The companies filing today aren't the shaky pre-revenue startups of 2021. They are battle-tested. L3Harris just announced they are spinning off their Missile Solutions business into its own public company in the second half of 2026—a move backed by a $1 billion investment from the Department of War. This is "defense tech" becoming a massive, public-facing sector.
Even in logistics, companies like Shadowfax Technologies are hitting the markets. They are opening their IPO on January 20, 2026, with a price band of ₹118 to ₹124 per share. It’s a sign that the appetite for "real world" tech—stuff that actually moves boxes and builds rockets—is eclipsing the purely speculative software plays.
What Most People Get Wrong About "IPO News"
Most retail investors think an IPO announcement means you should buy on day one.
That is usually a mistake.
Look at the data from the first week of January 2026. Five SPACs raised $1.09 billion. OneIM Acquisition (OIMAU) ended its first day up only 0.7%. Lafayette Digital actually ended its first day below its IPO price. The market is "open," but it’s also incredibly skeptical. Investors are no longer paying a premium just for the "tech" label. They want to see 80%+ gross margins and 140%+ net revenue retention, which are the exact metrics Databricks is currently flaunting to justify its valuation.

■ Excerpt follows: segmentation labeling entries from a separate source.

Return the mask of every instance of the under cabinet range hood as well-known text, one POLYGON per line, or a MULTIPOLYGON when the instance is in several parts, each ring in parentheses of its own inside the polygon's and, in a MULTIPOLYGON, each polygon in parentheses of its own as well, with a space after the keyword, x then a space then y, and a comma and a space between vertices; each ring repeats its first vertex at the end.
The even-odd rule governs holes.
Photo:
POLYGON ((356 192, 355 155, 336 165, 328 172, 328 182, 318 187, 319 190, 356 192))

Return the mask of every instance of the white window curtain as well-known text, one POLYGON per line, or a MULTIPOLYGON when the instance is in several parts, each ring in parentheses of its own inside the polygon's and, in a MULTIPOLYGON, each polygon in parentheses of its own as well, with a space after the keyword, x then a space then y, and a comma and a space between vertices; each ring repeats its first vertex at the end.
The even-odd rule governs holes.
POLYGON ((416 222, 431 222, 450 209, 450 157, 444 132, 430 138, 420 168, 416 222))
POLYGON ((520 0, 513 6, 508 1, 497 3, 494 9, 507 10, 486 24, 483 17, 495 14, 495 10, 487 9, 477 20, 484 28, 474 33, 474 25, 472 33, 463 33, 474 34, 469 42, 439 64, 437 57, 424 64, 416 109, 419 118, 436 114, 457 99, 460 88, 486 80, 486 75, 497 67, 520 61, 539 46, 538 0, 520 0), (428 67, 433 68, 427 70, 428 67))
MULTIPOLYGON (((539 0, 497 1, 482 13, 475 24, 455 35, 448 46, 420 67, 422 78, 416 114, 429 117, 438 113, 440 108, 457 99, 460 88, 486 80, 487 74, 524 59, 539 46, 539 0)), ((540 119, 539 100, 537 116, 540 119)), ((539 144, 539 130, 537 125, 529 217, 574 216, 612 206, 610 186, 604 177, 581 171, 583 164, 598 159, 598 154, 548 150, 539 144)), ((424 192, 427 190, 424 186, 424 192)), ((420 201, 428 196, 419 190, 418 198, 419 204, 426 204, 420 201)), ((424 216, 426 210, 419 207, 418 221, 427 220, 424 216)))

Actionable Steps for Staying Ahead
If you want to play the tech IPO game in 2026, you can't just follow the headlines. You have to watch the "pre-game."
- Watch the S-1 Filings: Keep an eye on the SEC's EDGAR database. A confidential filing usually happens 6–12 months before the public sees it. If you hear "confidential filing" for a company like Canva or Cohesity, start your research then, not on the day they list.
- Monitor the Secondary Markets: Platforms like Forge Global or EquityZen give you a "preview" of what a company like Stripe is worth before it hits the Nasdaq. Stripe's "Forge Price" is currently hovering around $36.29, implying a $91.5 billion valuation.
- Check the Lead Underwriters: When a company picks Goldman Sachs, Morgan Stanley, or JPMorgan, it’s a signal of intent. If you see these names attached to a firm like Dataiku or Bolt, the clock is officially ticking.
- Follow the "Arsenal of Freedom" Trend: Defense tech and AI infrastructure are the safest bets in the current 2026 macro environment. Keep an eye on how the L3Harris spinoff performs; it will be a bellwether for the rest of the year.
The tech ipo news today isn't about a single company; it's about a fundamental reopening of the world's most important capital market. The "Unicorn" era is ending, and the era of the "Public Powerhouse" is beginning. Whether you're a day trader or a long-term investor, the next six months will likely determine the tech leaders for the next decade.